In ShimmerCat, whenever there is a regular expression, a search is done, not a full match, unless the regular expression starts of course with either ^ or $.

Ending path program parts

These are the counterparts of the pattern terminators, at the other side of the ->. They are not necessarily the last element of the re-write program, as there can also be query string dispositions.

<pp_ending> ::=
      '/<+>' 
    | '/<+>/'
    | '<+>_'
    | '/'
    | '//'

The first three elements write whatever any of the //+/ or //+ pattern terminators acquired, the difference being in how they handle any ending slash:

Here are some examples:

- /a/b//+ -> /a/b/<+>
# matches "/a/b/c/d" and converts it to "/a/b/c/d"

- /a/b //+ -> /ab/<+>/
# matches "/a/b/c/d"  and converts it to "/ab/c/d/"

- //+/ -> /<+>_
# matches "/a/b/c/d/" and converts it to "/a/b/c/d"

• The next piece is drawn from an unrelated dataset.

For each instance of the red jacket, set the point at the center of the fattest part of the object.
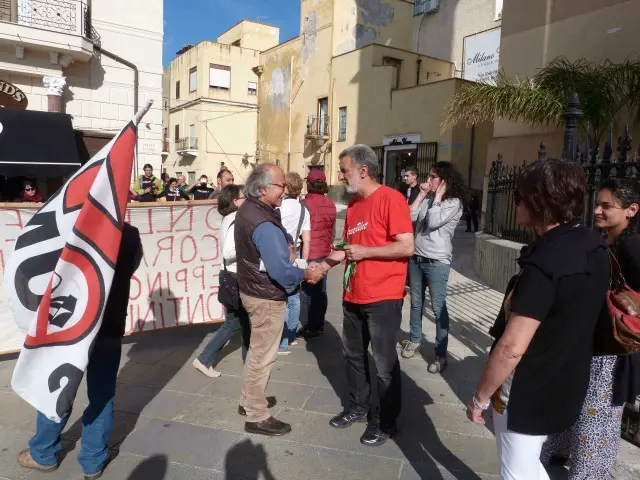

The last two, / and // are simpler and do both the same: they add a / at the end of the constructed URL path if there is none, or preserve one already there.

"Literal" pattern and program parts

<hook> ::= 
   ... 
   | 
     '/'  
     URL_PATH_FRAGMENT
   ...

and

<rw_instr> ::=
   ...
   | URL_PATH_FRAGMENT
   ...

(The vertical bar | denotes "alternative" in this variation of the NBF)

Here URL_PATH_FRAGMENT denotes any valid URL path fragment.

Here is an example of a rule using only literal pattern parts to the left of the -> and literal program parts to the right of the sign:

/part1/part2/part3/ -> /new-part-1/new-part-2/new-part-3/new-part-4

"Capture" pattern parts and substitution program parts

<hook> ::= 
   ...
   | 
      '/' 
      '<' IDENTIFIER '>'
   ...

and

<rw_instr> ::= 
   ...
   | <use-capture>
   ...

<use-capture> ::=
   '<' IDENTIFIER ['.' SUBCAPTURE_NO] '>'

A capture pattern part is simply an identifier inside angular brackets (note that there should be no spaces inside the angle brackets). It "captures" whatever path component exists in the matched in an equivalent position, and it always matches successfully said path component. The identifier can be used later with a substitution program part.

Here is a pattern that uses a literal form and "capture" pattern part in the pattern, and then a literal program part with a substitution program part to the right:

/admin/<mystery> -> /vuva/<mystery>
# matches /admin/death-in-the-clouds and converts it to /vuva/death-in-the-clouds

Note that the instructions side of this constructs supports an optional dot-number syntax that can be used to refer to specific sub-captures, this is useful for when regular expressions are used with "guarded capture patterns", more about them further down.

Combining path program parts

In patterns (to the left of the ->), the slash / is a syntactic element that starts each pattern part. To the right of the ->, the slash / is a syntactic element that starts a group of path program parts.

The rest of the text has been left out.